Tampa: A Walk on the Beach (2008) 0:13:30
Mireille Eid (Astore)
“Tampa” was a site-specific sculpture, performance, photography, video and web Art project that took place as part of the “Sculpture by the Sea” exhibition in Sydney. It imposed itself on an essentially sandy and hedonistic Tamarama Beach. For 18 days, Astore sat within the prison
shaped Tampa sculpture, taking photographs of observers and circulating these photographs on her website at the end of each day. Endurance and claustrophobia were presented as a re-enactment of the suffering experienced by the refugees on the the Norwegian ship Tampa after the Australian Government’s refusal to let them ashore in 2001.
Mireille Astore is an artist and a writer. She and her parents fled the Lebanese civil war and her beloved Beirut in 1975 to live in Australia. She has a bachelor of science and a studio and theory PhD in contemporary arts titled Missing Lebanon: Art and Autobiography.
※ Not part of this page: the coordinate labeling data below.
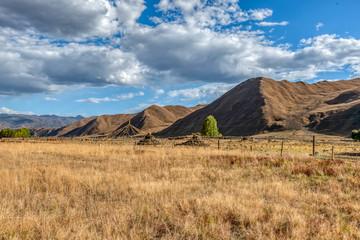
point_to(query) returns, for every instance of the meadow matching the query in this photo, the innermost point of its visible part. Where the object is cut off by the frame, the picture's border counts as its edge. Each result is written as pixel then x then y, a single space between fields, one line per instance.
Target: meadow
pixel 245 190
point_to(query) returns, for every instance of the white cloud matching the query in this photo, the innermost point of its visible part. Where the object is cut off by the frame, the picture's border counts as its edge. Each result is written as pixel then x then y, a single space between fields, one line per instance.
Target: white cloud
pixel 51 99
pixel 118 98
pixel 31 65
pixel 10 111
pixel 212 90
pixel 70 19
pixel 193 41
pixel 260 14
pixel 319 25
pixel 271 24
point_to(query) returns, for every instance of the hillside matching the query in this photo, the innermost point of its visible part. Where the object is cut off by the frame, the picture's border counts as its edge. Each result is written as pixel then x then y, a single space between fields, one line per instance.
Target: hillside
pixel 15 121
pixel 262 104
pixel 88 126
pixel 158 118
pixel 154 118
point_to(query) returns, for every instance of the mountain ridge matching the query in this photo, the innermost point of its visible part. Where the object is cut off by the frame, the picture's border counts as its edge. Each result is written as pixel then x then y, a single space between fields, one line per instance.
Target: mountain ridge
pixel 262 104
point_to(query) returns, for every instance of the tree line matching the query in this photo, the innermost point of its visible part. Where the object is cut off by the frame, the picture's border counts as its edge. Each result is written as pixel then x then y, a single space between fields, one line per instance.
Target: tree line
pixel 10 133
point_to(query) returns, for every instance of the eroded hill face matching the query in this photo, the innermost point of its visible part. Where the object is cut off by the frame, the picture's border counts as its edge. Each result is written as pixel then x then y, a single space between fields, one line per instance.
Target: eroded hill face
pixel 262 104
pixel 154 118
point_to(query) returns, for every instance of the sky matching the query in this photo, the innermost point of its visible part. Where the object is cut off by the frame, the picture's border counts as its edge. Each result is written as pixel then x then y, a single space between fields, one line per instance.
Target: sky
pixel 95 57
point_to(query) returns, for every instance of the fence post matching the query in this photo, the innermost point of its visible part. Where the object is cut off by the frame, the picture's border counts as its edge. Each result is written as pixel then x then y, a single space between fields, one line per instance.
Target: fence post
pixel 313 145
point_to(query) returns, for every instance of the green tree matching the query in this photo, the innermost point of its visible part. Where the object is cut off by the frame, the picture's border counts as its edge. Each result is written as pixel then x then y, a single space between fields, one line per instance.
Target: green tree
pixel 22 132
pixel 355 134
pixel 7 132
pixel 209 127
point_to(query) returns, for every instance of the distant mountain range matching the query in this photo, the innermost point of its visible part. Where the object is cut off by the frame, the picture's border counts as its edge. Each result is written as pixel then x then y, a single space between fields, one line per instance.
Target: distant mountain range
pixel 262 104
pixel 15 121
pixel 254 106
pixel 154 118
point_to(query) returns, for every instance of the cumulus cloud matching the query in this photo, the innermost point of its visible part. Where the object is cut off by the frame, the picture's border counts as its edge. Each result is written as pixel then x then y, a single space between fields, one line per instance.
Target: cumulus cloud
pixel 6 110
pixel 271 24
pixel 70 19
pixel 32 65
pixel 118 98
pixel 51 99
pixel 260 14
pixel 159 91
pixel 319 25
pixel 192 41
pixel 213 90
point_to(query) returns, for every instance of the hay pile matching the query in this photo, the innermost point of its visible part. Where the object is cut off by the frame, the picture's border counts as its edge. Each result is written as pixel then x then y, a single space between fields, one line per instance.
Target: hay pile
pixel 194 141
pixel 149 140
Her artworks have been exhibited in over twenty countries and she has given a number of performances and public lectures internationally. She is currently adjunct lecturer at Sydney College of the Arts, the visual arts faculty of the University of Sydney and research affiliate at the American University of Beirut. She is the recipient of the prestigious Australian Government 2011 Endeavor Research Fellowship Award.
Deep Sleep (2014) 0:12:45
The Story of Milk and Honey (2011) 0:10:00
A hypnosis-inducing pan-geographic shuttle built on brainwave-generating binaural beats, Deep Sleep takes us on a journey through the sound waves of Gaza to travel between different sights of modern ruin. Restricted from travel to Palestine, I learned auto-hypnosis for the purpose of bi-locating. What results is a journey, recorded on Super 8mm film, to the ruins of ancient civilizations embedded in modern civilization in ruins, to a site ruined beyond evidence of civilization. Deep Sleep is an invitation to move from the corporeal self to the cinema space in a collective act of bi-location that transcends the limits of geographical borders and plays with the fallibility of memory.
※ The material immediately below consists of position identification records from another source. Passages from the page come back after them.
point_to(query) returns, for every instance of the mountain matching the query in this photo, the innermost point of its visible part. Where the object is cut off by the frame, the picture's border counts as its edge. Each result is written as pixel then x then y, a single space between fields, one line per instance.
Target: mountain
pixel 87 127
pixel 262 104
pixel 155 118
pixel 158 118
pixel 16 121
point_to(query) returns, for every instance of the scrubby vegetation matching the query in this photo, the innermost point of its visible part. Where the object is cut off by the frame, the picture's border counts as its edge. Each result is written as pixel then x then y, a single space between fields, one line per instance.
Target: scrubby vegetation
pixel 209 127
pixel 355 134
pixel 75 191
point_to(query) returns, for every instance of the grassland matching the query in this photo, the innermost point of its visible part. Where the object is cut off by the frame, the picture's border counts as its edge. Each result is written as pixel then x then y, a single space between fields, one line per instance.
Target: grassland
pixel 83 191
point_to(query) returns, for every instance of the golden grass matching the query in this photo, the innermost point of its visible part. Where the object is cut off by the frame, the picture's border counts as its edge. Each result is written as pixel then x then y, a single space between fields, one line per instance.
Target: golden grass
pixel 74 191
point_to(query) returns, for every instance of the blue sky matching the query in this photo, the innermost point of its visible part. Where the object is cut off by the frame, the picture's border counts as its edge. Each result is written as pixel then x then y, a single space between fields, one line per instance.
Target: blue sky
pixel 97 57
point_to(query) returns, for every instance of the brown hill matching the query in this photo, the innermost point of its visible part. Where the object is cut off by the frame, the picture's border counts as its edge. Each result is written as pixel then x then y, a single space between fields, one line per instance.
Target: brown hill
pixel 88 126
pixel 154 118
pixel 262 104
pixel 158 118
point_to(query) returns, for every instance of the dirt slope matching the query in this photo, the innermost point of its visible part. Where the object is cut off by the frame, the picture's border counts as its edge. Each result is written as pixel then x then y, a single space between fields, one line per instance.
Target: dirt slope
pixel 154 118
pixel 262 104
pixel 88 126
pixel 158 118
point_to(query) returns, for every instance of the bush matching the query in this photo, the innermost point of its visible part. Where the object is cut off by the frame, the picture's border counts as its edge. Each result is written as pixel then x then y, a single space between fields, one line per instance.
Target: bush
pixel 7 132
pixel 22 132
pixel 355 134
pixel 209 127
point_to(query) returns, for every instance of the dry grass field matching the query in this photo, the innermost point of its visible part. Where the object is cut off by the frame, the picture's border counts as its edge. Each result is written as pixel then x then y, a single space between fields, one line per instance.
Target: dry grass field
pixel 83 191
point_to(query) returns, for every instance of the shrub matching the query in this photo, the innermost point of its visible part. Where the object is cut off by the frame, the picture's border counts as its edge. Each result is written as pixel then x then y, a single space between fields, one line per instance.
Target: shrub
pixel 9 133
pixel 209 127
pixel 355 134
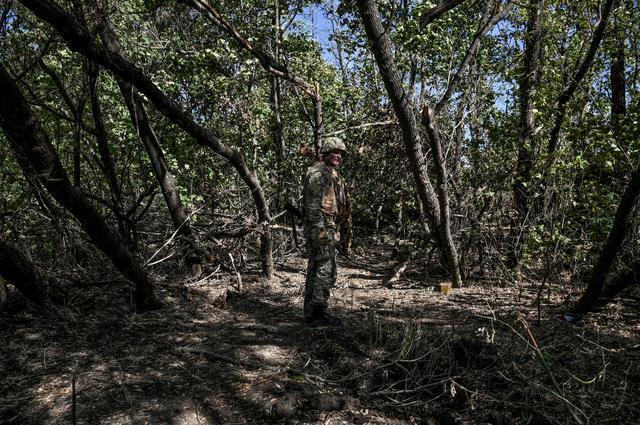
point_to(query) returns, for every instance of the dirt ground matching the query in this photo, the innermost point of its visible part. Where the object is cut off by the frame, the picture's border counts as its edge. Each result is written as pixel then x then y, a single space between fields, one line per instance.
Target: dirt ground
pixel 405 354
The Story of Milk and Honey is a short experimental video belonging to a larger project, which includes photographs, drawings and text, detailing an un-named individual’s failure to write a love story. Through voiceover narration that weaves together images, letters, and songs, a story of defeat transpires into a journey that explores how we collect and perceive information, understand facts, history, images, and sound and where the individual is to be found in the midst of the material.
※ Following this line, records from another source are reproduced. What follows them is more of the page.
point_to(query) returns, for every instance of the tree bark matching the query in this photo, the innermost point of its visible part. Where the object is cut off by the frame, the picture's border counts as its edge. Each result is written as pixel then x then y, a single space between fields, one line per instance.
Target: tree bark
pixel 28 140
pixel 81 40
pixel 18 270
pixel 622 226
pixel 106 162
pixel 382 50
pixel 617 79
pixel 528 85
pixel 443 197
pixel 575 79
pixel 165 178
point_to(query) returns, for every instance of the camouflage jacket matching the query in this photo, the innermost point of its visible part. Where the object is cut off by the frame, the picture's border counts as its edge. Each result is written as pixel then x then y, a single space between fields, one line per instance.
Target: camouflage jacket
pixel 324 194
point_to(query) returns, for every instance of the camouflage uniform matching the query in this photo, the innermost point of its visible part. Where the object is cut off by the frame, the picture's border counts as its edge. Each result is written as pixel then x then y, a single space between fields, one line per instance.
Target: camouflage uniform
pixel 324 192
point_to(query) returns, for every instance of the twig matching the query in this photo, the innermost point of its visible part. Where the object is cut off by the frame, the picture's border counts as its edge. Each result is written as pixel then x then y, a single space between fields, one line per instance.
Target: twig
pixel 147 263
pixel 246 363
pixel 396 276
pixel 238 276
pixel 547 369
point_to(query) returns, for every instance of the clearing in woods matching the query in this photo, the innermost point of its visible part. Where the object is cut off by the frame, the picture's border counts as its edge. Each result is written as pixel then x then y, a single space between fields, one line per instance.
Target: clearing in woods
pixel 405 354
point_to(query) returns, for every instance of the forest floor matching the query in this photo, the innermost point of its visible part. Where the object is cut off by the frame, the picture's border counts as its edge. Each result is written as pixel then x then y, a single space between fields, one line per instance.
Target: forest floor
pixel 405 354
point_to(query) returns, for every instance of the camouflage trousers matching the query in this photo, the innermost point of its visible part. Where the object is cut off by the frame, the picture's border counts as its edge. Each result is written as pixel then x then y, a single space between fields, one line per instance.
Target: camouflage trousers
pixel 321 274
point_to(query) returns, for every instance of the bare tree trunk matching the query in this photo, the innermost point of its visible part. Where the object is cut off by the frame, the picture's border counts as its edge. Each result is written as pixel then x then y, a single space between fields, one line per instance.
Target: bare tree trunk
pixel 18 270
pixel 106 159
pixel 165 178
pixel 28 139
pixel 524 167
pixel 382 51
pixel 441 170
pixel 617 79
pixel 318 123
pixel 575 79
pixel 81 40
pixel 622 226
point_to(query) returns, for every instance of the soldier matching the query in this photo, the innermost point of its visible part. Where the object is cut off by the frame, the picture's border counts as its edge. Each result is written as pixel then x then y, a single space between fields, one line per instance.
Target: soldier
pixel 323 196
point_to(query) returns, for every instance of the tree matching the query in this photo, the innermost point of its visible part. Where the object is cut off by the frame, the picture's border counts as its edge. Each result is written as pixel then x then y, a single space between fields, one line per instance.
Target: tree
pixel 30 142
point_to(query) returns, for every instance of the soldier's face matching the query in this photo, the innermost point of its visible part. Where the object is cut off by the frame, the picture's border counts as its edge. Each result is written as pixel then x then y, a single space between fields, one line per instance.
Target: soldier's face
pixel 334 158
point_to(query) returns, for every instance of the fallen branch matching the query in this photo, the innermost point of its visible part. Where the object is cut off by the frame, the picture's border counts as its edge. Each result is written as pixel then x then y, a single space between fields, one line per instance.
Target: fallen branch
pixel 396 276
Basma Alsharif’s work considers the transmission of the history of Palestine, between fiction and reality. Sequences which have been filmed or recorded, collected in the media or on social networks are collated into montages with a highly developed plasticity, where subtitles, and therefore the text, has as much individual presence as the soundtrack (found, borrowed from the repertoire of middle-eastern popular music, or mixed) and yet they remain very separate. Memory appears to be in full mutation, uncertain and subjective.
In 2014-2015, Alsharif was artist in residence at the Pavillon Neuflize OBC creative laboratory of the Palais de Tokyo, Paris. In 2016 Basma Alsharif was nominated for the Prix Découverte of the Rencontres d’Arles by Mouna Mékouar.